Edge AI Intelligent Traffic System


Team: Boddu Amarnath, Utkarsh Vats, Rohan Kumar Biswal
Code: GitHub Repository

A dual-camera (triple nicla vision) edge AI system for real-time vehicle detection, speed estimation, siren detection, and traffic safety analytics — deployed on Arduino Nicla Vision + Raspberry Pi.

1. Problem Statement, Motivation & Objectives


Urban traffic monitoring remains a critical unsolved challenge in modern cities. Conventional systems rely on fixed-timer signals and cloud-dependent video analytics that introduce unacceptable latency, raise serious privacy concerns, and demand expensive infrastructure. As traffic density grows, the inability to respond in real time to congestion, dangerous tailgating, sudden braking, or emergency vehicle presence leads to accidents, gridlock, and wasted emergency response time. There is a clear need for a low-cost, privacy-preserving, low-latency solution that can be embedded directly at the traffic edge.
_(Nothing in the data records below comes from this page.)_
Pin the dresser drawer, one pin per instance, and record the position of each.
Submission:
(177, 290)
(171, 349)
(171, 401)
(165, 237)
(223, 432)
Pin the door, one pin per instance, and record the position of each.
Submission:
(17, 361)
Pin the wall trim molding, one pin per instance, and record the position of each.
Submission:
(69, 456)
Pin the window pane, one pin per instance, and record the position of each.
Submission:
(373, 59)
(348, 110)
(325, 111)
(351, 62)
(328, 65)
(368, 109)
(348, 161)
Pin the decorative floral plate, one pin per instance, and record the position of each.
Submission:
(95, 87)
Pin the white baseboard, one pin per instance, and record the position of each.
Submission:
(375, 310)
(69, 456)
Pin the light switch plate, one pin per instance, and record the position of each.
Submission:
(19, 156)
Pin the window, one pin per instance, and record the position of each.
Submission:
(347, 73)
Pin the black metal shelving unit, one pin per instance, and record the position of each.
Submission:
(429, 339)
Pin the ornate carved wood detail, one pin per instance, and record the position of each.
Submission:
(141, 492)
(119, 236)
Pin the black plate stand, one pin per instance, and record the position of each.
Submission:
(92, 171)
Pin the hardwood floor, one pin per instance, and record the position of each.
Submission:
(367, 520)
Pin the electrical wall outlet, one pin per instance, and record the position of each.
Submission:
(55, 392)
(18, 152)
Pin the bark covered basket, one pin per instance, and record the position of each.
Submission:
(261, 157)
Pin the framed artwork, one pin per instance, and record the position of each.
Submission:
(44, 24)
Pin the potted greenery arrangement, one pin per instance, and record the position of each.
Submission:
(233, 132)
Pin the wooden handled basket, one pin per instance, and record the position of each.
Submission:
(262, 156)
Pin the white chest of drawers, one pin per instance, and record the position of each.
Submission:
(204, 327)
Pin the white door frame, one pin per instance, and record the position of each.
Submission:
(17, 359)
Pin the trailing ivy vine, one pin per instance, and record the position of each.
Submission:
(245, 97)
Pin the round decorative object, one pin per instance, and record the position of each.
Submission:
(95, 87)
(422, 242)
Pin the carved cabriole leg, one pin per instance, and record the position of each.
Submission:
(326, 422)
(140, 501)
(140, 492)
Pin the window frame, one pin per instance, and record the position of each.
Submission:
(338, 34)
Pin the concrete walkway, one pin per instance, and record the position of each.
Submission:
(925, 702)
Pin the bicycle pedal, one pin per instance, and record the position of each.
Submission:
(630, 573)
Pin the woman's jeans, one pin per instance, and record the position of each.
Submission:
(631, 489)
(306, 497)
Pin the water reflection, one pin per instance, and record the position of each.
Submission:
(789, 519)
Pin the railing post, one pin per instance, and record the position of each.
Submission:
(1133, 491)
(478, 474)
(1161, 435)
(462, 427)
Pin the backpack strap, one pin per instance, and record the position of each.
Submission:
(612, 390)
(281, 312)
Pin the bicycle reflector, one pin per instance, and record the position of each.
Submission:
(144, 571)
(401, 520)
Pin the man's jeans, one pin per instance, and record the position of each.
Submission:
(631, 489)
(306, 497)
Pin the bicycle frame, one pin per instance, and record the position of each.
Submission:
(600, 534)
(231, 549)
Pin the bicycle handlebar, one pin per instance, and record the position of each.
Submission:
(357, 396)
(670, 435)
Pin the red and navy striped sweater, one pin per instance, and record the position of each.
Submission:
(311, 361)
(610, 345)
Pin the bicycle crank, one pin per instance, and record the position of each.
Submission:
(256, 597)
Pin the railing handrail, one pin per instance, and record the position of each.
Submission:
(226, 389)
Edge AI addresses this by moving inference onto the device itself — eliminating round-trip cloud latency, keeping raw video local, and enabling real-time reaction within milliseconds. This project builds a fully self-contained intelligent traffic system using three Arduino Nicla Vision cameras (one FRONT-facing, one REAR-facing, one at top for audio) mounted on or near a vehicle, with a Raspberry Pi as the edge inference hub. The system detects, classifies, and tracks surrounding vehicles; estimates their absolute and ego-compensated relative speeds; detects emergency sirens acoustically; and produces a live risk dashboard — all without cloud connectivity.

Key project objectives:

  • Deploy a compressed YOLOv11n model (quantization-aware training + pruning) on a Raspberry Pi for real-time multi-class vehicle detection.
  • Stream live MJPEG video with embedded IMU speed metadata from dual Arduino Nicla Vision cameras over WiFi to the edge processor.
  • Implement ego-motion-compensated vehicle speed estimation using Lucas-Kanade optical flow and IMU accelerometer data from the Nicla Vision.
  • Detect emergency sirens in real time using FFT-based audio analysis on the Nicla Vision’s onboard microphone, with wail-pattern validation.
  • Produce structured traffic safety analytics (congestion detection, tailgating alerts, braking detection, composite risk scoring) visualized on a live OpenCV dashboard.

2. Proposed Solution


The system consists of three Arduino Nicla Vision and two are used for cameras (FRONT and REAR roles) connected over WiFi to a Raspberry Pi. Each Nicla Vision streams compressed MJPEG video over HTTP (port 8080) while simultaneously embedding real-time IMU-derived ego-vehicle speed in the HTTP response headers (X-Speed). One Nicla Vision additionally runs a dedicated siren detector using its onboard microphone and MicroPython audio library.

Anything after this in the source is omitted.